Your reasoning is basically correct, except there are a few relatively minor issues with it. First, with your observation, as stated in your linked question and you also used later in your $(2)$ thinking step, there's a missing middle term of $3^{k-1}$. Also, the observation is more general than just for the $k$ terms in your cycle and, in fact, it's used to define your $p_i$ for all $1 \le i \le k$. Thus, you should use a new variable here, e.g., say it holds for all integers $1 \le m \le k$.
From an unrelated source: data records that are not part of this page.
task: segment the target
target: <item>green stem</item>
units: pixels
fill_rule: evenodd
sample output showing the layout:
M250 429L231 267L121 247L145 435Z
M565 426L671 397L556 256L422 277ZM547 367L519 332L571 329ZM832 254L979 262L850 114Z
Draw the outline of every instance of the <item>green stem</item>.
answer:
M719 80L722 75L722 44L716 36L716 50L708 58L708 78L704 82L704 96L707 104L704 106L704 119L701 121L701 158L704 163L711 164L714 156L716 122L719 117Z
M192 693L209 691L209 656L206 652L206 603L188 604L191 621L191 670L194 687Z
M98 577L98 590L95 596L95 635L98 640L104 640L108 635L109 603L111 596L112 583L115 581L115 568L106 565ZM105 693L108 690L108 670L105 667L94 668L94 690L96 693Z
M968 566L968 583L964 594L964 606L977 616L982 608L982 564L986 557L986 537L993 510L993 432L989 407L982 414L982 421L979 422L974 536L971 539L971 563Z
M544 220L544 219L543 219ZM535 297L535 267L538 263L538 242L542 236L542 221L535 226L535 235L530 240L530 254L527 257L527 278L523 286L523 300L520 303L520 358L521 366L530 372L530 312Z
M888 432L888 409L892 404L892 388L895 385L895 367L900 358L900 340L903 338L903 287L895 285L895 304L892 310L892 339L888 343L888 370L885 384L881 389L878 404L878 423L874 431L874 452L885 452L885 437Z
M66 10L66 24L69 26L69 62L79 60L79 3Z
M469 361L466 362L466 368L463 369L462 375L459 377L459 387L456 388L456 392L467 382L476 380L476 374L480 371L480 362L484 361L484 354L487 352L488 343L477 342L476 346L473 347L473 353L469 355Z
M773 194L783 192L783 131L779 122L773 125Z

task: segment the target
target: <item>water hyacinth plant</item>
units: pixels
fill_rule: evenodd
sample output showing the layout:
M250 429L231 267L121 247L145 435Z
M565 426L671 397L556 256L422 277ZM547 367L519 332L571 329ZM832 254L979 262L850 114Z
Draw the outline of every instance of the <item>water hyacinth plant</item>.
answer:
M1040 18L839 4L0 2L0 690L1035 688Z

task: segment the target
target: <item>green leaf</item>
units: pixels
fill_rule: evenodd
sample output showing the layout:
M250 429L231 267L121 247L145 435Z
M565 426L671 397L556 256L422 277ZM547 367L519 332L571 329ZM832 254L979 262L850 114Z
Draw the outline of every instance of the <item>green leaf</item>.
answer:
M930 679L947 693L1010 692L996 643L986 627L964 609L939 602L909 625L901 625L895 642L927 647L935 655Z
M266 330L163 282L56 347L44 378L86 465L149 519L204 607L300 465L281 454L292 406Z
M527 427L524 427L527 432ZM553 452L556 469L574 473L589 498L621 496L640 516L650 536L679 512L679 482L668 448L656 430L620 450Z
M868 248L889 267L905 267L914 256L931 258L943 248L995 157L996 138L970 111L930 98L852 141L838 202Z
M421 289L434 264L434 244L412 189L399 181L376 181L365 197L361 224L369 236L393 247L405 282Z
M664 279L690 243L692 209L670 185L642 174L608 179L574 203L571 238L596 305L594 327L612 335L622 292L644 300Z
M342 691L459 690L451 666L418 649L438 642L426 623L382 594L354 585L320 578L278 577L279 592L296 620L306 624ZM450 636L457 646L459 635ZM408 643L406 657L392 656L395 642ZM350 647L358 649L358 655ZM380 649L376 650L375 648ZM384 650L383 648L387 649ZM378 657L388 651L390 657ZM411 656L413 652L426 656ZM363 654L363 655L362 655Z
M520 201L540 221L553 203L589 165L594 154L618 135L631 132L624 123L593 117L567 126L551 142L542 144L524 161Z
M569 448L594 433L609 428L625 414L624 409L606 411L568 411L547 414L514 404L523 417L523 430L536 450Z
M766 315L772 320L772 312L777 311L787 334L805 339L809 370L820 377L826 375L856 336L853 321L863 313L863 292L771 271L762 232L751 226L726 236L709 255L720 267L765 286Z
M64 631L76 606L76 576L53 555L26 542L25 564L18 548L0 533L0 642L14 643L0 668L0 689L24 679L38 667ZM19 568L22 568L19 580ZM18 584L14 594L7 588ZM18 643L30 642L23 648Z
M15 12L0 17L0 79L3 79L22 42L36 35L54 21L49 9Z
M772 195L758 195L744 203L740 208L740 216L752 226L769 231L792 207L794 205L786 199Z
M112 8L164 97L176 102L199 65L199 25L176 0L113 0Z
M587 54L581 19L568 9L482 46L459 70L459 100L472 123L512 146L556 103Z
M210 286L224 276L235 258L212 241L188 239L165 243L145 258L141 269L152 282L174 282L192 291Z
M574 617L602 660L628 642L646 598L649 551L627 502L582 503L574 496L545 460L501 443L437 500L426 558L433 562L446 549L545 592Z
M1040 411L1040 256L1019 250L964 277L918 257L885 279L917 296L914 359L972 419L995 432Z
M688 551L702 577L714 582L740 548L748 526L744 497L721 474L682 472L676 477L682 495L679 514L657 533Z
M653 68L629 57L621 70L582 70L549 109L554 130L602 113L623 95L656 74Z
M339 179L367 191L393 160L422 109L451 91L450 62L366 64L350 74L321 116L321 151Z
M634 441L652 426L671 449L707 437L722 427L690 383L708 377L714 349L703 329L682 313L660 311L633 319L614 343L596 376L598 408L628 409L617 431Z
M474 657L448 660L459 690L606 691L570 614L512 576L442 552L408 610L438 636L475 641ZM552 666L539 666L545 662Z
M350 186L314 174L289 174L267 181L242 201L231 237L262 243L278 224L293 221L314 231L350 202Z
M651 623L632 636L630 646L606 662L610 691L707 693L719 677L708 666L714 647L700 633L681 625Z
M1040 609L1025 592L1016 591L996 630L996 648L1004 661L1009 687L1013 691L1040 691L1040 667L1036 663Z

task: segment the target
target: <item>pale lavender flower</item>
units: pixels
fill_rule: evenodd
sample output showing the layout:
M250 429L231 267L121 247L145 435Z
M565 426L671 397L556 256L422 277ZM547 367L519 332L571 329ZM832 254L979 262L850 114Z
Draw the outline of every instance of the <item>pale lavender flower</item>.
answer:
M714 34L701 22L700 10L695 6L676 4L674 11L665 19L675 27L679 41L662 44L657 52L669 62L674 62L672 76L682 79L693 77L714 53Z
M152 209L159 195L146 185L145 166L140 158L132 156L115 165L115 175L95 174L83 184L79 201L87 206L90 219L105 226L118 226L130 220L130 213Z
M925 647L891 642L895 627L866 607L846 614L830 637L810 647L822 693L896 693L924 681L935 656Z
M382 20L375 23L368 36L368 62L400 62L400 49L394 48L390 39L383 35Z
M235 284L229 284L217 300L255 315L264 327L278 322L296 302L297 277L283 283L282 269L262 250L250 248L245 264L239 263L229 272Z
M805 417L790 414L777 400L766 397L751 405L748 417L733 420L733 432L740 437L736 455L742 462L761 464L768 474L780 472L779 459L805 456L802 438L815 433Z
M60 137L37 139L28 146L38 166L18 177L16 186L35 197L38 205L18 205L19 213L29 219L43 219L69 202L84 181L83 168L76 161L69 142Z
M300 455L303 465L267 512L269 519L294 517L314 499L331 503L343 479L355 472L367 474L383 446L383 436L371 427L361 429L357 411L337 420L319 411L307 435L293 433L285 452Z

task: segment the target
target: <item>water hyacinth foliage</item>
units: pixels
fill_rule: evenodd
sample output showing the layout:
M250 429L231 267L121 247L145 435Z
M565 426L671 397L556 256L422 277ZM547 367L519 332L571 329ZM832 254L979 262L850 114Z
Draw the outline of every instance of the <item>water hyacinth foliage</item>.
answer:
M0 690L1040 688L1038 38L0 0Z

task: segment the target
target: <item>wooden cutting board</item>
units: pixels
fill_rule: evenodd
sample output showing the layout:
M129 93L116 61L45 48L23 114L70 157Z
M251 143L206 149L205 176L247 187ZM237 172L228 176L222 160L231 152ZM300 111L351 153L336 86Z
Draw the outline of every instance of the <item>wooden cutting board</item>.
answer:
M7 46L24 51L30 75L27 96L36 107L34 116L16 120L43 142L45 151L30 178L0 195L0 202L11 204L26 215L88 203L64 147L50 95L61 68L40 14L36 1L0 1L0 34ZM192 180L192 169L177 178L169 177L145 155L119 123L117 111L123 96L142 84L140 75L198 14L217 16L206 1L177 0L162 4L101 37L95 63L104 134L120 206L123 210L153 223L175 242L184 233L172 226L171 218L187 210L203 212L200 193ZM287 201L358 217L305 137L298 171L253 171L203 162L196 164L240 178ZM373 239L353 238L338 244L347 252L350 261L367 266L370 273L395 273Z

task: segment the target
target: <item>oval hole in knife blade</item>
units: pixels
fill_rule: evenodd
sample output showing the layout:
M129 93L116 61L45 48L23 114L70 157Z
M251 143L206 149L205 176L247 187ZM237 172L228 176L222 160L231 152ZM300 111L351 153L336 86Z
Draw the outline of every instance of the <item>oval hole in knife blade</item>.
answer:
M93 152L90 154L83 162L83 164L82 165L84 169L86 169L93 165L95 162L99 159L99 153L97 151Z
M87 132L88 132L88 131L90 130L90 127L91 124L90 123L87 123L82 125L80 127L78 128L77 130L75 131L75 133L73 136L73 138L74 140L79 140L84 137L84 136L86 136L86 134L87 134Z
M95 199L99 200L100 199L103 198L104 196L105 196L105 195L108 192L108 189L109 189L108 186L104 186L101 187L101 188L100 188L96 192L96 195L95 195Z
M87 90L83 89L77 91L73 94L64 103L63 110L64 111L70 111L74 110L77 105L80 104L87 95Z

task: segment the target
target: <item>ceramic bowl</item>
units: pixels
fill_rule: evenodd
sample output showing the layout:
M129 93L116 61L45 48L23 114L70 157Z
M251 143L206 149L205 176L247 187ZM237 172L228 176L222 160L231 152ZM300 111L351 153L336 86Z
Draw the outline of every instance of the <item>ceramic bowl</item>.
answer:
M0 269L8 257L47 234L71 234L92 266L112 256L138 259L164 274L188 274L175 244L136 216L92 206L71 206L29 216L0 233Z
You're correct you can set $x_1 = x_{\text{max}}$ and $x_t = x_{\text{min}}$ since it's assumed to be cyclic, but you should state this explicitly in your question text instead of later in a comment. As the question reads now, it's not clear which value is assumed to be $x_{\text{max}}$ and $x_{\text{min}}$ among the $x_{i}$ values.

Next, in your thinking part, with your $(2)$, the $S$ value can be combined into $1$ part since the summation where the upper limit is $1$ less than the start is, by default, $0$. Also, the summation limit you use is $k$, but I believe it was meant to be $t$ instead. Thus, you could just set it to be

$$S = \sum_{s=1}^{t-1}3^{t-1-s}2^{p_s} \tag{1}\label{eq1A}$$

Finally, with your relationship,

$$2^{p_t}x_{\text{min}} = 3^tx_{\text{max}} + 3^{t-1} + S \tag{2}\label{eq2A}$$

although it should be fairly obvious, you may wish to explicitly state that $3^{t-1} \gt 0$ and $S \ge 0$. This then gives your $(3)$.